Tuesday, June 20, 2006

I Found A Flame Chub At Swan Creek Yesterday

I was wondering if this would happen. I've visited Swan Creek at Elkton Road in Athens, AL, three times now, and the third time I found a single flame chub. This is an historic flame chub site, that I've reported as lacking flame chubs in my surveys to date. My students and I spent 2 hours netting the creek in early April looking for flame chubs and didn't find any. Yesterday I went there with Christian and Jennifer looking for alpha male scarlet shiners for Jennifer's study, and I found a flame chub stuck in our seine's mesh about 50 meters upstream from the bridge. In three visits to the site I've probably seen 600-700 fish that we've netted, and only one has been a flame chub.

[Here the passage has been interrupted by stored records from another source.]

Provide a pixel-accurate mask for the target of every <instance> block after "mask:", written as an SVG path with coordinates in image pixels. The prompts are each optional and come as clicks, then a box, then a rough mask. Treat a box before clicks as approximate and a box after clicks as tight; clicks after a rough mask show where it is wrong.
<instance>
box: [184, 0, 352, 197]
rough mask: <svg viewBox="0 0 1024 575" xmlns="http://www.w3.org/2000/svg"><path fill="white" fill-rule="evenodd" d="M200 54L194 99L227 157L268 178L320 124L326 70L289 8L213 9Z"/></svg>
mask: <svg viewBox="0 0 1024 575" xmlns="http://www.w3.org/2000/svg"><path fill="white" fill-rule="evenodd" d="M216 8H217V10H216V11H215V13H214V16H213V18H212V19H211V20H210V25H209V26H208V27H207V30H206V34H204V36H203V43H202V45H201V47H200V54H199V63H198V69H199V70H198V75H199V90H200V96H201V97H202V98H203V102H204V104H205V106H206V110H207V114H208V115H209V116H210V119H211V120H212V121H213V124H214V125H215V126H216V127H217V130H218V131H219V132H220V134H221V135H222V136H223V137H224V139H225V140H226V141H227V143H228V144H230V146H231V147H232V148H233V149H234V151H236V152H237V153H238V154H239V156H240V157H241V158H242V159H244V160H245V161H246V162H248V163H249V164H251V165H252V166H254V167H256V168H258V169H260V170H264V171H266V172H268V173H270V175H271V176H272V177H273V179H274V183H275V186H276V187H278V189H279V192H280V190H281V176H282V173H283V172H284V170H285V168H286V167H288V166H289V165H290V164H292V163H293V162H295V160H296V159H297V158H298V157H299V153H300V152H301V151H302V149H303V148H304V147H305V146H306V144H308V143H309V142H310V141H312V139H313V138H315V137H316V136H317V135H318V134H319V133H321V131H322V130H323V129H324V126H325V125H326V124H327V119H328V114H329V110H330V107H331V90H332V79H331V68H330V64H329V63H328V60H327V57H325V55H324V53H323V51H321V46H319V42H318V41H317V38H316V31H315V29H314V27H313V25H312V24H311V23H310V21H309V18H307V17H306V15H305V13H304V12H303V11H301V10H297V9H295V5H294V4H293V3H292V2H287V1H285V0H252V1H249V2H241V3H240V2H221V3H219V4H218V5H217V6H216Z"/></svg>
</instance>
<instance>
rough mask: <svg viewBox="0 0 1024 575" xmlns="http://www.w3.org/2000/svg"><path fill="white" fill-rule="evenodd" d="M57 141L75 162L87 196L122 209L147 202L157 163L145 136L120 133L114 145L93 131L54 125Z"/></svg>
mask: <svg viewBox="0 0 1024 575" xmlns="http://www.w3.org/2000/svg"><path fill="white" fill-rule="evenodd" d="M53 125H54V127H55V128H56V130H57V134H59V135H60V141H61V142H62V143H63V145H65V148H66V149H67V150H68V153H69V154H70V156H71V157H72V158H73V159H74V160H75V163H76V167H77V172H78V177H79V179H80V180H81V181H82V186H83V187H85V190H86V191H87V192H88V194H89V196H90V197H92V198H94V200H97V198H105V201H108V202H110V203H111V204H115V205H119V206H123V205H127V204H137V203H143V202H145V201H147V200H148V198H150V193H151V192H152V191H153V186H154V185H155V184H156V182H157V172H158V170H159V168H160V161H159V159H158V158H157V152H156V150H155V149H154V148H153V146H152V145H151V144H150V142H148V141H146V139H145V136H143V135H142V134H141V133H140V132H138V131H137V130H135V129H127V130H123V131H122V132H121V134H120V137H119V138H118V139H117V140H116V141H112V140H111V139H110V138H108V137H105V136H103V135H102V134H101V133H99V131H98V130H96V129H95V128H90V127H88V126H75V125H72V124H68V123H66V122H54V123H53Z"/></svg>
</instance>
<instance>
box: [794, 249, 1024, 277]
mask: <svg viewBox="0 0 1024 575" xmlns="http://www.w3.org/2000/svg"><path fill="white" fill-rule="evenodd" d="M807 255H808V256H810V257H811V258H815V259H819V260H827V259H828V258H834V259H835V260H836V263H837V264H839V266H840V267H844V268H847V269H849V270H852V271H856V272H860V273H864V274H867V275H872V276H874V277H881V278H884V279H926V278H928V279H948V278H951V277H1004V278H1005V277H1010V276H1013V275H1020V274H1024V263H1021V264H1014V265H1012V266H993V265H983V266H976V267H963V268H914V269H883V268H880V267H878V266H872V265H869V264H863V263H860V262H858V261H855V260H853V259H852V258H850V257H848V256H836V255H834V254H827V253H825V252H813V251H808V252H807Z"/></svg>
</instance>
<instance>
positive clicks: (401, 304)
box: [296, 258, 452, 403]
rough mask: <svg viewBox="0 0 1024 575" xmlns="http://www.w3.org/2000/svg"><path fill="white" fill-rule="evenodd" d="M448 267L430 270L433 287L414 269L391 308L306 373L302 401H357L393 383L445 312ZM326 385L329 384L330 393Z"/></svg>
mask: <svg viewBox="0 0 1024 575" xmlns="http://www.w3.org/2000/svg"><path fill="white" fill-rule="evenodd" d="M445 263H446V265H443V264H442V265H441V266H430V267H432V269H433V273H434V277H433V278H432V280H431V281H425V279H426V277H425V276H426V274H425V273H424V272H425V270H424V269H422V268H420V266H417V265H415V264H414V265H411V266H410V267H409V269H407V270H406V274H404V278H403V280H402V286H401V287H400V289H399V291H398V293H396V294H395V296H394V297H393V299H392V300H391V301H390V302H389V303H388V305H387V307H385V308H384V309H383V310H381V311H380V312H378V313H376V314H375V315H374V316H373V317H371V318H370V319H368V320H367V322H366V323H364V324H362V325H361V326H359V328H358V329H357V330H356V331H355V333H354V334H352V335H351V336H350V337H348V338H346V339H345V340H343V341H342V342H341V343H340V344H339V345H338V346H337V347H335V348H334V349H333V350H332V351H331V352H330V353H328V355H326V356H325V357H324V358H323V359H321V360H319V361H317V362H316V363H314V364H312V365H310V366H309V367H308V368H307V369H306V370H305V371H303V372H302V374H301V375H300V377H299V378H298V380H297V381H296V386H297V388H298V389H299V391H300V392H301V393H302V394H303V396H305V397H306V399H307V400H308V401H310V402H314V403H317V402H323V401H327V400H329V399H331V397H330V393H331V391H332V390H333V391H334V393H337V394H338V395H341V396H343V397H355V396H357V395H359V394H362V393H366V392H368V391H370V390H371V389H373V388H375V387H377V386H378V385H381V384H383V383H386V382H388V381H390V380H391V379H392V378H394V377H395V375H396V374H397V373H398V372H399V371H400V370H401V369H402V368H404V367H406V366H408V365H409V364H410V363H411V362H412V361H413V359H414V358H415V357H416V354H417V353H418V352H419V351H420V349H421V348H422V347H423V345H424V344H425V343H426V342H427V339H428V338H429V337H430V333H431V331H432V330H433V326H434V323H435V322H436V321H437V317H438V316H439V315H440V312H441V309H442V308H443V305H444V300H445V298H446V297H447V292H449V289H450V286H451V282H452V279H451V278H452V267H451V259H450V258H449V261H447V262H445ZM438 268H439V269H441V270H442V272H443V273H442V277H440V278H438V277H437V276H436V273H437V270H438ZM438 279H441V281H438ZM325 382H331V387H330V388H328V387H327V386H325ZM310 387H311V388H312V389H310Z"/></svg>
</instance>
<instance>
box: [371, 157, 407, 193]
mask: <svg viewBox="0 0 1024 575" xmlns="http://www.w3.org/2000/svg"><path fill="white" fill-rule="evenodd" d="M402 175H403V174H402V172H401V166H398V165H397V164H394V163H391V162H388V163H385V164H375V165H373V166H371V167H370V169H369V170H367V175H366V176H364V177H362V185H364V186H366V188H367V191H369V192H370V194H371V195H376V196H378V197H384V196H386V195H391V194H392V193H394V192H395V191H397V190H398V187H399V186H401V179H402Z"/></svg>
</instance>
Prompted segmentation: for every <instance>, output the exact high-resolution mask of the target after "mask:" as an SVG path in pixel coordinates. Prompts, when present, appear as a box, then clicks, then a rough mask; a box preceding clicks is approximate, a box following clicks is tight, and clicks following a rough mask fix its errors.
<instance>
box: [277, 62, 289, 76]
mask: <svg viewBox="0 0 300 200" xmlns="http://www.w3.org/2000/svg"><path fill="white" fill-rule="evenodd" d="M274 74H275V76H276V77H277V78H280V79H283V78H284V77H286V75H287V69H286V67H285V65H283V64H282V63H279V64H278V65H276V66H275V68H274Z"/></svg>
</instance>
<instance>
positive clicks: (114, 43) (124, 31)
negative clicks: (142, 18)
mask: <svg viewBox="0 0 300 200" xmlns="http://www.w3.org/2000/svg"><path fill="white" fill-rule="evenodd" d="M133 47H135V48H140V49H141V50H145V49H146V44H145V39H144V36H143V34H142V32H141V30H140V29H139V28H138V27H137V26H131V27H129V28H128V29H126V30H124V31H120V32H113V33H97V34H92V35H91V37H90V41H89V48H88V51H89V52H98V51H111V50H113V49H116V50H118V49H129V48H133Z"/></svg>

So, my corrected tally for this survey is now 33 historic sites visited with flame chubs found at 11 of them, a 67% range reduction. At most of those 11 sites we've only found a single flame chub. So I think the phenomenon is both range constriction, and small surviving populations. I re-read the flame chub species description at the http://www.natureserve.org site yesterday, and it was mentioned that the average number of individuals found in surveys was 10.3. That's certainly not the case for Alabama sites; I think I could name 5 flame chub sites that have healthy populations. So it's a work in progress, like I've been saying all along.